El camarero reaccionó ante una mueca de nuestro anfitrión y acercó una mesita auxiliar. Al momento abrió una botella y llenó nuestras copas.

—Espero que les guste el vino francés.

Asentí acercándolo a mi nariz y simulando un brindis. El hombre tomó la suya, hizo girar su contenido y dio un sorbo antes de continuar hablando. Gyentse reproducía con cuidado nuestros movimientos.

—El tacto del Burdeos resulta adecuado para algunos platos orientales de carne con salsas picantes. Y aquí hay un cocinero que conserva algunos libros de los tiempos de Confucio que consiguieron salvarse de los guardias rojos.

De inmediato vino a mi mente el tratado de la magia de los chamanes.

—Además de terminar con todo lo tibetano —intervino Gyentse—, la Revolución Cultural también acabó con la rica cultura milenaria china que había conseguido arraigarse en la meseta.

—Pensaba que los comunistas se habían conformado con eliminar las bases políticas y religiosas.

—Para destruir la esencia del país tenían que hacer desaparecer su cocina —siguió diciendo el contacto—. Si se adentrara en la metafísica Tao comprendería que tiene un necesario reflejo en el arte culinario. Estos malditos chinos también crearon una corriente de pensamiento decente. Pero esta noche nos dedicaremos sólo a sus sabores y aromas, ¿no les parece? ¡Quién sabe lo que tendrán que pasar ustedes los próximos días!
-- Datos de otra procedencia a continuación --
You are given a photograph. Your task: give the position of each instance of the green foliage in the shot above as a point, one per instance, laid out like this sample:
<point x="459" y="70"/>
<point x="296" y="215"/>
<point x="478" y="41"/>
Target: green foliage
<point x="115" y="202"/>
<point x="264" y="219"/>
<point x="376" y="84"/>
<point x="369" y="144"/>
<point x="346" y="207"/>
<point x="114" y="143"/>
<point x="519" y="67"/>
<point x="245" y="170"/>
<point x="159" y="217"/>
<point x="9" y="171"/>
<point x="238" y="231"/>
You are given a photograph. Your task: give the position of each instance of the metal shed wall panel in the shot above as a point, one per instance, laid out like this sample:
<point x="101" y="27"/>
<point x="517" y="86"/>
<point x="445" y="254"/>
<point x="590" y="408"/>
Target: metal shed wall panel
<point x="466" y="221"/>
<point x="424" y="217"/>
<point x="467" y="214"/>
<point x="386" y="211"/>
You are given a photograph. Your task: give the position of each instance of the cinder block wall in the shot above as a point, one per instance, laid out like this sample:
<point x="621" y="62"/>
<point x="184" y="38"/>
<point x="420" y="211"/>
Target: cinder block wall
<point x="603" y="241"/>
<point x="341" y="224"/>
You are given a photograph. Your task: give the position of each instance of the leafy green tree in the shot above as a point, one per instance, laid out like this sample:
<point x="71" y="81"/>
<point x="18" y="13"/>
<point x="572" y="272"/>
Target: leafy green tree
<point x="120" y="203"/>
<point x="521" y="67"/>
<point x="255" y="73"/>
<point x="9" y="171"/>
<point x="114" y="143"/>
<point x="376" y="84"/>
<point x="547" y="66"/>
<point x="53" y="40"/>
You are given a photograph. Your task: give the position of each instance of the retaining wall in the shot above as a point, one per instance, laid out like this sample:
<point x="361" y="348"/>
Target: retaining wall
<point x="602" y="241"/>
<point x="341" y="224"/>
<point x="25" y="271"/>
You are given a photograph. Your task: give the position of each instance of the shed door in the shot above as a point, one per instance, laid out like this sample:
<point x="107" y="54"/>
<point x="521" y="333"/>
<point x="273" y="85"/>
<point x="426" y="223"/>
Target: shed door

Sentí un escalofrío, como si aquel mecenas estuviera ofreciéndome la última cena en el corredor de la muerte.

Hizo otro gesto y el camarero trajo las primeras fuentes: nidos de golondrinas, crema de medusas gigantes elaborada con sus partes mucosas y huevos de mil años, uno de los platos más cotizados según nuestro anfitrión, previamente cocidos y enterrados en excremento de yak hasta que la clara y la yema adquirían las tonalidades que ahora mostraban sobre la bandeja.

—Y díganme, ¿qué opinan en la administración central acerca de lo que hacemos aquí? —murmuró sin dejar de examinar los manjares.